Ok. next. My mobile provider (starts with V and ends with fone and inbetween the string oda) hand me the monthly bill in pdf format. That’s nice. But. The give no summarized insight in my used minutes, used mb’s etc.
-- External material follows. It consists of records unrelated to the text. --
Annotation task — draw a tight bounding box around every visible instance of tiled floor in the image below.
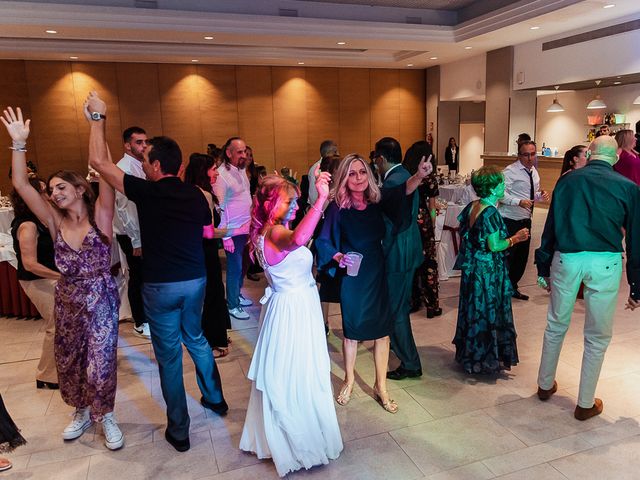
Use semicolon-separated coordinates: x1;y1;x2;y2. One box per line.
0;210;640;480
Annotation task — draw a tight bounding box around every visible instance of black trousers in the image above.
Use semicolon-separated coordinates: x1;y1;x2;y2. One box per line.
504;218;531;290
116;235;147;327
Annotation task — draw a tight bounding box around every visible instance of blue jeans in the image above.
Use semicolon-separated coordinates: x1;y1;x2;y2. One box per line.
224;235;249;310
142;277;224;440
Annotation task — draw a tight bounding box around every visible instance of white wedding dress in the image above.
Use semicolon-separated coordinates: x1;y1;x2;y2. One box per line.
240;236;343;477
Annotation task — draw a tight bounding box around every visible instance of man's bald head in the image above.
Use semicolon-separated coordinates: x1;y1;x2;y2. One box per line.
589;135;618;165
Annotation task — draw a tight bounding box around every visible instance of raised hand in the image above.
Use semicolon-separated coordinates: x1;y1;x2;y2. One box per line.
416;155;433;178
0;107;31;144
313;165;331;199
514;228;529;242
84;90;107;121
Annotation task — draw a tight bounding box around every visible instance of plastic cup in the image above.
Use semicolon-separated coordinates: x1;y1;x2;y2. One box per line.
346;252;362;277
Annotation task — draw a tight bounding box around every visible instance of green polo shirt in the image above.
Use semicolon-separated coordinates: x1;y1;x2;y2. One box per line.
535;160;640;300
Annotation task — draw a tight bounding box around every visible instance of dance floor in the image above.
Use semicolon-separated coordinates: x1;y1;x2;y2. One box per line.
0;209;640;480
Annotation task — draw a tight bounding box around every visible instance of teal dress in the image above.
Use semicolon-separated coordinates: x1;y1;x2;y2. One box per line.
453;202;518;373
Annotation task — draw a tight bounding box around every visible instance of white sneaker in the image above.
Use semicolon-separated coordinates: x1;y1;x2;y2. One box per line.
238;294;253;307
133;323;151;338
229;307;251;320
101;412;124;450
62;407;93;440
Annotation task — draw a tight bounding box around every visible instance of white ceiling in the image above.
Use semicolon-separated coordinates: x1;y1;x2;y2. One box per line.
0;0;640;68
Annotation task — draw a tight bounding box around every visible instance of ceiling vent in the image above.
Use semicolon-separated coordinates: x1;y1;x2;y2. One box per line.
278;8;298;17
134;0;158;8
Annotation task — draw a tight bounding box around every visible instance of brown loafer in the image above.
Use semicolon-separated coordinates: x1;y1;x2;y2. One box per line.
573;398;603;421
538;380;558;402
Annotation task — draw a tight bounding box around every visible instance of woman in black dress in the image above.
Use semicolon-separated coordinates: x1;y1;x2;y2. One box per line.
444;137;460;172
402;141;442;318
184;153;231;358
316;154;398;413
0;395;27;472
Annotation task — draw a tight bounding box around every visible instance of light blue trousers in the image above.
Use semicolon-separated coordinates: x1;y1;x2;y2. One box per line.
538;252;622;408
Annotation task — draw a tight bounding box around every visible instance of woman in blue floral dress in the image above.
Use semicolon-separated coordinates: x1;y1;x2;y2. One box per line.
0;93;124;450
453;166;529;373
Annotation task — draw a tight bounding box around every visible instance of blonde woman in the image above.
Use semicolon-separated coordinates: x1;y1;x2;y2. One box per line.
316;153;425;413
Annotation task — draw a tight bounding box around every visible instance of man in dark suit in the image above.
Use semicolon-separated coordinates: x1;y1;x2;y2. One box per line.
374;137;424;380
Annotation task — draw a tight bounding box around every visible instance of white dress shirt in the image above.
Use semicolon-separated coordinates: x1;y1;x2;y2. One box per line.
212;163;251;240
113;153;147;248
498;160;542;220
307;159;322;205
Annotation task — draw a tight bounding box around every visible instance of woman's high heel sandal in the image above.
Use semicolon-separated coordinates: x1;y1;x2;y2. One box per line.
373;387;398;413
336;382;353;407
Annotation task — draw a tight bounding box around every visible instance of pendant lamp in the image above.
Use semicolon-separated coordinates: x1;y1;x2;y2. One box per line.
547;85;564;113
587;80;607;110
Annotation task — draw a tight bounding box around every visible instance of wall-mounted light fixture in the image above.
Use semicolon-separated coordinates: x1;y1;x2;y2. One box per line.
547;85;564;113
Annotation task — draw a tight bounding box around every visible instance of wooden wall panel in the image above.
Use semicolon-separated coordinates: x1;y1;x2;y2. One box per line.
117;63;163;139
236;66;275;172
71;63;122;163
398;70;427;152
0;60;32;195
306;68;341;171
0;60;426;186
158;64;202;162
271;67;308;173
370;70;404;148
338;69;373;159
197;65;238;147
25;61;82;177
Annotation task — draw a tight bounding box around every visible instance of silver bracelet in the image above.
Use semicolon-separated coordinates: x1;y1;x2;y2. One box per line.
311;205;324;219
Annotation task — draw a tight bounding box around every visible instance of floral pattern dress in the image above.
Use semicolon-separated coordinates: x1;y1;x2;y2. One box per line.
411;174;440;310
54;227;120;421
452;202;518;373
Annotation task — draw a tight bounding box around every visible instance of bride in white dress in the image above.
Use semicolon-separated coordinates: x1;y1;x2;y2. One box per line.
240;172;343;477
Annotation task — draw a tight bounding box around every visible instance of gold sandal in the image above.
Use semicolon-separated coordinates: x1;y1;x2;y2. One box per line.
336;382;353;407
373;387;398;413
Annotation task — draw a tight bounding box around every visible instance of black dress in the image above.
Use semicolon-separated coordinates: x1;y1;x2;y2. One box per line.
411;174;440;310
315;202;393;340
202;208;231;348
0;395;27;453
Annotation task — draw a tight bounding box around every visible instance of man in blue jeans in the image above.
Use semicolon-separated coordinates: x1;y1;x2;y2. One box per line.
86;92;228;452
213;137;252;320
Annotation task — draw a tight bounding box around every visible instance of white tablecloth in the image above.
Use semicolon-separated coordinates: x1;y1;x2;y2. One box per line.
435;203;464;280
438;184;465;203
0;207;13;233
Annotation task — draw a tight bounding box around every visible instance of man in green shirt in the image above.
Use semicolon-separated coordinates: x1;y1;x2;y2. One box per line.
536;135;640;420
Instead they show pages and pages and pages of used mb’s, kb’s in some amount of time.
Just a few lines:
3.906,00 KB14.09.2011 16:00:11 0,000 high.vodafone.com
6.026,00 KB14.09.2011 16:15:11 0,000 high.vodafone.com
3.951,00 KB14.09.2011 16:30:11 0,000 high.vodafone.com
2.813,00 KB14.09.2011 16:40:26 0,000 high.vodafone.com
T 235,00 KB15.09.2011 07:05:37 0,000 live.vodafone.offnet
T 442,00 KB15.09.2011 15:59:34 0,000 live.vodafone.offnet
T 1.708,00 KB16.09.2011 08:13:43 0,000 live.vodafone.offnet
1.357,00 KB16.09.2011 08:28:43 0,000 high.vodafone.com
T 293,00 KB16.09.2011 16:44:31 0,000 live.vodafone.offnet
T 231,00 KB16.09.2011 20:44:44 0,000 live.vodafone.offnet
T 246,00 KB16.09.2011 22:36:17 0,000 live.vodafone.offnet
T 267,00 KB19.09.2011 11:15:20 0,000 live.vodafone.offnet
T 312,00 KB20.09.2011 18:03:01 0,000 live.vodafone.offnet
And this goes on and on for pages. Same for the used call-minutes. The call this transparancy. Ok. In dutch ‘Ik ben niet voor een gat te vangen’.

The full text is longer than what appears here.